In [1]:
import pandas as pd
from pathlib import Path

ROOT = Path.cwd().parent if (Path.cwd().name == "notebooks") else Path.cwd()

CLEAN_PATH = ROOT / "data" / "clean" / "wps-index-2025-analysis.csv"
LOOKUP_PATH = ROOT / "data" / "external" / "common_countries_data.csv"
OUT_PATH = ROOT / "results" / "wps_joined.csv"

CLEAN_PATH, LOOKUP_PATH, OUT_PATH


(WindowsPath('c:/Users/aisen/OneDrive/Документы/wps-index-2025-analysis/data/clean/wps-index-2025-analysis.csv'),
 WindowsPath('c:/Users/aisen/OneDrive/Документы/wps-index-2025-analysis/data/external/common_countries_data.csv'),
 WindowsPath('c:/Users/aisen/OneDrive/Документы/wps-index-2025-analysis/results/wps_joined.csv'))

In [2]:
wps = pd.read_csv(CLEAN_PATH)
lookup = pd.read_csv(LOOKUP_PATH)

wps.shape, lookup.shape


((181, 18), (181, 6))

In [6]:
wps["Country"] = (
    wps["Country"]
    .astype(str)
    .str.strip()
)

lookup["Country"] = (
    lookup["Country"]
    .astype(str)
    .str.strip()
)

In [7]:
merged = wps.merge(
    lookup,
    how="left",
    on="Country",
    validate="m:1",
    indicator=True
)

merged["_merge"].value_counts(dropna=False)


_merge
both          181
left_only       0
right_only      0
Name: count, dtype: int64

In [9]:
OUT_PATH.parent.mkdir(parents=True, exist_ok=True)
merged.to_csv(OUT_PATH, index=False)


# Join Iteration and Missing Values

I initially created a country-level lookup dataset with approximately 100 countries, while the cleaned WPS Index dataset contained 181 countries.

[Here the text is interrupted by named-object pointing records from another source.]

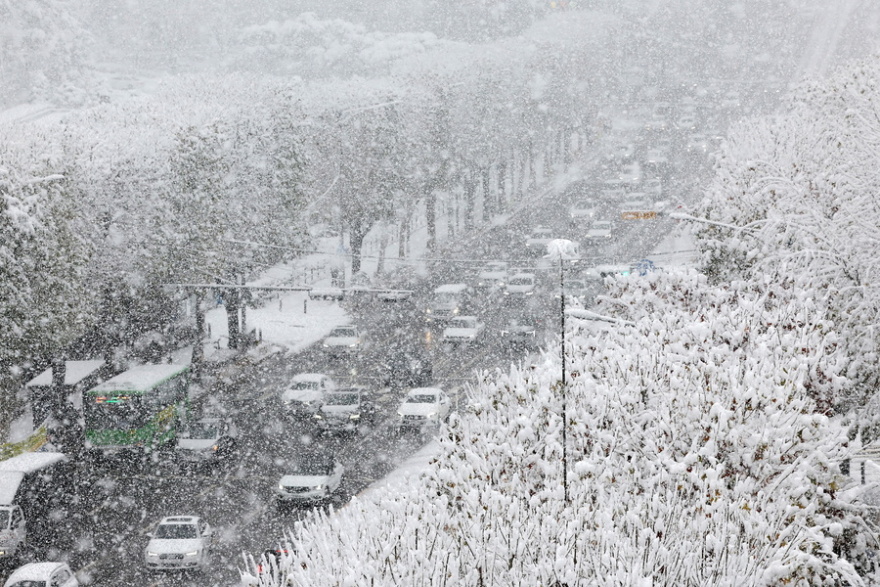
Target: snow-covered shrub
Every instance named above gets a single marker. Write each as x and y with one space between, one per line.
696 456
802 190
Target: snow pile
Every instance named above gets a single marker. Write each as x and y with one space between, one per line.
696 455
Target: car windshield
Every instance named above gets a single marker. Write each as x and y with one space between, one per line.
203 430
176 531
313 467
342 399
446 298
343 332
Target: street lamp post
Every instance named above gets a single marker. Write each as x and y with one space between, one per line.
562 250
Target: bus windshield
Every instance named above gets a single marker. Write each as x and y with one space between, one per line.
115 413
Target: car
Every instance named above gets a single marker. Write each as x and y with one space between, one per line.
599 233
582 211
46 574
311 479
536 243
423 406
697 144
344 339
207 440
518 334
492 276
656 160
179 543
637 207
463 329
574 288
305 394
623 152
344 410
686 121
653 187
449 300
521 284
408 368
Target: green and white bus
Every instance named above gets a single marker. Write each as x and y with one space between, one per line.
140 409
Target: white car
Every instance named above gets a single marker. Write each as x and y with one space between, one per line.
464 329
423 406
521 284
345 410
179 542
306 392
599 233
538 239
583 211
42 575
207 440
344 339
311 479
493 276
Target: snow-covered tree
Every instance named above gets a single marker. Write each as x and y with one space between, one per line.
696 455
794 200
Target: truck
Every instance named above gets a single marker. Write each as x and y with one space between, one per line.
35 489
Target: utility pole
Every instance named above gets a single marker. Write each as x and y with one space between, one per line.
563 250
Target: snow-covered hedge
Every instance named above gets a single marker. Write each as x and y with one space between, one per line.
803 186
696 456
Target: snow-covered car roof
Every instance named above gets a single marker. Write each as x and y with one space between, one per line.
34 572
309 377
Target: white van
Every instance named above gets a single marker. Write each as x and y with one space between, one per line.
449 300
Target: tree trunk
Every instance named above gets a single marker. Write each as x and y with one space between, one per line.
383 244
431 214
488 203
198 357
470 192
231 299
356 234
533 156
502 184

When performing a left merge, countries missing from the lookup resulted in NaN values in the added columns, which demonstrated how incomplete reference data produces missing values during joins.

I decided to expand the lookup dataset to include all countries present in the WPS Index. After aligning coverage, all 181 observations matched successfully, confirming a consistent join key and completeness.

# Why I Chose a Left Merge

I chose a left merge because the WPS Index dataset is the primary dataset and all of its observations should be preserved. The secondary dataset serves only as enrichment, so missing matches should result in NaN values rather than dropping WPS records.